More from the brilliant Michael Orr:

“We keep reading everywhere that the housing market is “dominated by institutional investors”. This is often taken to be 1. true and 2. a bad thing and sometimes suggested as a pre-cursor to a market collapse. All of these ideas are based on a false perception of the fundamental nature of the housing market. They also imply a misunderstanding of what the word “dominate” means…
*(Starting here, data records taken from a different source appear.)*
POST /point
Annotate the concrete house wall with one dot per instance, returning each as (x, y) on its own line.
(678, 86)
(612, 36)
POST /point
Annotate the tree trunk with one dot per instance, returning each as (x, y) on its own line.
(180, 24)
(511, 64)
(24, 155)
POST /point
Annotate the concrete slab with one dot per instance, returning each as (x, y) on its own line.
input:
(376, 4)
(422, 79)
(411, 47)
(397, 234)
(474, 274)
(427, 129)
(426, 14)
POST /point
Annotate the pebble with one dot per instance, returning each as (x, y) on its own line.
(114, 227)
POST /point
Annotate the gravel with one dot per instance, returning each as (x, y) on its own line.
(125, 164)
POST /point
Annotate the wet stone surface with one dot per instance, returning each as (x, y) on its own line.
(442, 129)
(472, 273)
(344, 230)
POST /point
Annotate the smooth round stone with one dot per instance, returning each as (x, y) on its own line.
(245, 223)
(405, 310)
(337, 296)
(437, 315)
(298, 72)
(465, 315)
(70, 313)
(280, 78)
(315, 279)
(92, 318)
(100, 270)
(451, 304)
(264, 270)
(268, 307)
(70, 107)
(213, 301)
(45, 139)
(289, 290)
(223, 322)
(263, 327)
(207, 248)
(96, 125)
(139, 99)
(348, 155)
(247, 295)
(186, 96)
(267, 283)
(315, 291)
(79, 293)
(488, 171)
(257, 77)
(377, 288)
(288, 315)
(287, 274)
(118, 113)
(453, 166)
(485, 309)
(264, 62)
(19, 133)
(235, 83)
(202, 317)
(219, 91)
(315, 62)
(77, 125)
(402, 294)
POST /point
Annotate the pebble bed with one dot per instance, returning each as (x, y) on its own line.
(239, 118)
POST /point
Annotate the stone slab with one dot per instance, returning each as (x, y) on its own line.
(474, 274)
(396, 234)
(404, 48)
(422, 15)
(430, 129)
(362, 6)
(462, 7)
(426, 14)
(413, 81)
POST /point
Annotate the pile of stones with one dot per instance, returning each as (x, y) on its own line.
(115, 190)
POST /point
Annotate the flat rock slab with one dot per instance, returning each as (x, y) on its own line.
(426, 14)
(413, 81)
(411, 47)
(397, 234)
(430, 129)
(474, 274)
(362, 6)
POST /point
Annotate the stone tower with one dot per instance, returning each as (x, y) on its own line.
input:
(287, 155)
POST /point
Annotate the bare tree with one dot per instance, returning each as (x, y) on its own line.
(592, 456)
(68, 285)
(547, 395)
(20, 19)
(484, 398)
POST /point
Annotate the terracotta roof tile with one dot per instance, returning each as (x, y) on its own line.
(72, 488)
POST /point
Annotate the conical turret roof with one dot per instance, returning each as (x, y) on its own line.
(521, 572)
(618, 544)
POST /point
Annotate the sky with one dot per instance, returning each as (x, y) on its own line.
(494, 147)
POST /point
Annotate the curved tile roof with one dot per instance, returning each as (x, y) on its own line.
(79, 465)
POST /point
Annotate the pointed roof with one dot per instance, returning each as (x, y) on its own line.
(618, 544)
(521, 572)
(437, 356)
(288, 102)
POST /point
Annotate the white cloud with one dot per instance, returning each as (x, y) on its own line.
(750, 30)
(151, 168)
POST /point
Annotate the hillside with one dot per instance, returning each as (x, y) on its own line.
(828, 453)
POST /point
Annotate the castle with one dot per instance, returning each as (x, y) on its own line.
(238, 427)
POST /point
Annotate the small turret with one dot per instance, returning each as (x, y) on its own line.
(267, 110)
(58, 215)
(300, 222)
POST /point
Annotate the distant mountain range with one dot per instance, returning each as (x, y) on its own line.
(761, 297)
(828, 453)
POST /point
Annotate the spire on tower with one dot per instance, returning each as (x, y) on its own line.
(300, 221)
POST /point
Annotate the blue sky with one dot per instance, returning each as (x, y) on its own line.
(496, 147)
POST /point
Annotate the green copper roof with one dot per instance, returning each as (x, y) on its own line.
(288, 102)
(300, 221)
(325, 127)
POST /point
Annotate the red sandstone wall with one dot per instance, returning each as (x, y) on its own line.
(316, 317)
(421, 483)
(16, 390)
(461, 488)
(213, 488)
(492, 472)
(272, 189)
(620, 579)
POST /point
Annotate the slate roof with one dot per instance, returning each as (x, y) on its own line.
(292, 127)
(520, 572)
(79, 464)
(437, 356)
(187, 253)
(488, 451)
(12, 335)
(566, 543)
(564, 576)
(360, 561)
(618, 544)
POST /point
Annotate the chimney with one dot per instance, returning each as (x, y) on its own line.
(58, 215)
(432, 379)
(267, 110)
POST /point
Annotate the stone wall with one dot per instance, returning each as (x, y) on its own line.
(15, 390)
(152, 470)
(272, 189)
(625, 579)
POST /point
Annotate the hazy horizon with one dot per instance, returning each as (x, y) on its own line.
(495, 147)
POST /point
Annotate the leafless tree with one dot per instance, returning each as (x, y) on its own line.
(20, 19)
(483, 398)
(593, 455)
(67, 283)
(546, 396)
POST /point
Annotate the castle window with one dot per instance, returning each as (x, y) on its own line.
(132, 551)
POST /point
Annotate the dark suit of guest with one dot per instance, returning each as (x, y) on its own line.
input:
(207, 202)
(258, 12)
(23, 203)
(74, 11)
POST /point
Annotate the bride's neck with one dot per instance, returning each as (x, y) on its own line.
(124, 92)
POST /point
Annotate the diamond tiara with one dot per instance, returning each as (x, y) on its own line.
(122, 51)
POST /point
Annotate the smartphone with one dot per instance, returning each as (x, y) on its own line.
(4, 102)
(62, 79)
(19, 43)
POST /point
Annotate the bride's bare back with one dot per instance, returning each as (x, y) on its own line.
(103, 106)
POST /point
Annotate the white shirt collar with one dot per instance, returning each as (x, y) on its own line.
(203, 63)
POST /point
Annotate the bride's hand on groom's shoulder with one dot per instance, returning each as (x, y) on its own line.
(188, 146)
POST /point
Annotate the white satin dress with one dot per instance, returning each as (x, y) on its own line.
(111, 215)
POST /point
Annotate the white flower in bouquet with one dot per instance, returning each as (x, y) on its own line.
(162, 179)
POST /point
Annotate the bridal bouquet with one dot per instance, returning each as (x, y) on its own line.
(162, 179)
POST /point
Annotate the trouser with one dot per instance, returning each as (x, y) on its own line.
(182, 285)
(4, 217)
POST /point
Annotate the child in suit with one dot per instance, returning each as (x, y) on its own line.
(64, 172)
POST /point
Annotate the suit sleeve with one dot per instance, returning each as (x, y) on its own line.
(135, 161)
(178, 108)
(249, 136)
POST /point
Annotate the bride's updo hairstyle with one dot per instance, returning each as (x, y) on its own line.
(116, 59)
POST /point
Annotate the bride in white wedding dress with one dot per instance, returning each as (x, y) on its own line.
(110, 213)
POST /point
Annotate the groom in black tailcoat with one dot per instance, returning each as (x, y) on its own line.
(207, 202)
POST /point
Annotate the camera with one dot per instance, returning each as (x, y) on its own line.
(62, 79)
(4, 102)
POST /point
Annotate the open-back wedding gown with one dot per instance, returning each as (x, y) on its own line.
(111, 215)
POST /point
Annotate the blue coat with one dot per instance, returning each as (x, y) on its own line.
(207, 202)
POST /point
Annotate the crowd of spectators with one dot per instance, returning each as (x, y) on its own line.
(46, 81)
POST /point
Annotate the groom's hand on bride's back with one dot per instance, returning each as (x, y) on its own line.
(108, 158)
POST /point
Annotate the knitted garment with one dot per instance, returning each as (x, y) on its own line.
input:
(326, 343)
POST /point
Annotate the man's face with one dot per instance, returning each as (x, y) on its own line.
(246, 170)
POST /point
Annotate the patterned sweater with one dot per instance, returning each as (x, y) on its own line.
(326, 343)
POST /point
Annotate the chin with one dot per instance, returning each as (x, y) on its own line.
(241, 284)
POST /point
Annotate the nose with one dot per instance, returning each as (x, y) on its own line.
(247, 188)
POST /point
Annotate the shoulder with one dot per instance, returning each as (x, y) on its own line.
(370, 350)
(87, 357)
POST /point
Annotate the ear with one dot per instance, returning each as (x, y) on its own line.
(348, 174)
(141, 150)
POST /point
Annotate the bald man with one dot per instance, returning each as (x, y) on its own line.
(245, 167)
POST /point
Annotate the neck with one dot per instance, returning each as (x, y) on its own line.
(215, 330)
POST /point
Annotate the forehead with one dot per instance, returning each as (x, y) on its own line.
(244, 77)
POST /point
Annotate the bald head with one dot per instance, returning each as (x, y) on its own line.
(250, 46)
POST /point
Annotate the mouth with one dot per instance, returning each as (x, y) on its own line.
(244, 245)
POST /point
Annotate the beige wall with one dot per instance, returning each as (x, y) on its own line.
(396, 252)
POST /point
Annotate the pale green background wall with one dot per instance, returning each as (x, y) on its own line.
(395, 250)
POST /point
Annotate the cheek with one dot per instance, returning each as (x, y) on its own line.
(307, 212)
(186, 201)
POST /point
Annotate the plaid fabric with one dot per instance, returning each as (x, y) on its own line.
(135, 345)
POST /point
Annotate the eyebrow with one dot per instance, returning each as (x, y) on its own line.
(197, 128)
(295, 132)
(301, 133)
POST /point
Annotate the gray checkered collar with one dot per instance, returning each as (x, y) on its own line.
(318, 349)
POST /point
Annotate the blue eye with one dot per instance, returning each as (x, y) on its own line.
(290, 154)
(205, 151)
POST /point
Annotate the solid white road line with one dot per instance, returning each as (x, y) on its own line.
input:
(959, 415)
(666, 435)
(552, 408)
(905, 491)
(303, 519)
Institutional investors are as active in Phoenix as anywhere, yet they still make up a small part of the market. If they are bidding for the same property as you are, it will certainly feel like they are an important factor. They have deep pockets filled with cash and can be very determined. However they do not even compete for the majority of homes for sale. They are interested only in cheaper homes that they can rehab and rent out for an acceptable cash flow. Even in this small subset of the market, they do not dominate. Small scale investors buy more than twice as many homes as institutional investors. Normal homeowners buy three times as many homes as all investors put together. The market is in fact dominated by ordinary homeowners. Their transactions are by far the largest and most significant part of the market. They always have been. Even at their highest penetration investor purchases never got higher than 40%. Right now they are well below 30% and falling.

Over the last 4 years institutional investors have come to own between 10,000 and 11,000 homes in Maricopa County. This not a very large number. Remember that in March 2009 we had over 10,000 foreclosure notices in a single month. That was a major event. But an inventory of 11,000 rental homes is not big enough to impact the overall market in any major way. It represents less than 1% of the housing stock. It represents less than 1.5 months of sales. If all of these homes were to be dumped onto the market at once through ARMLS it would theoretically increase the active listings from 19,400 to about 30,000. This is still less than what would be considered sufficient for a balanced supply, which would be about 33,000 to 35,000 for ARMLS as a whole. So we would still have a supply shortfall, not a glut.

Of course, these homes will not come onto the market all at once. And as and when they come onto the market over the next several years, the tenants will have to find homes, creating a corresponding increase in demand to offset the increased supply. Only an empty rental homes creates an increase in net supply.”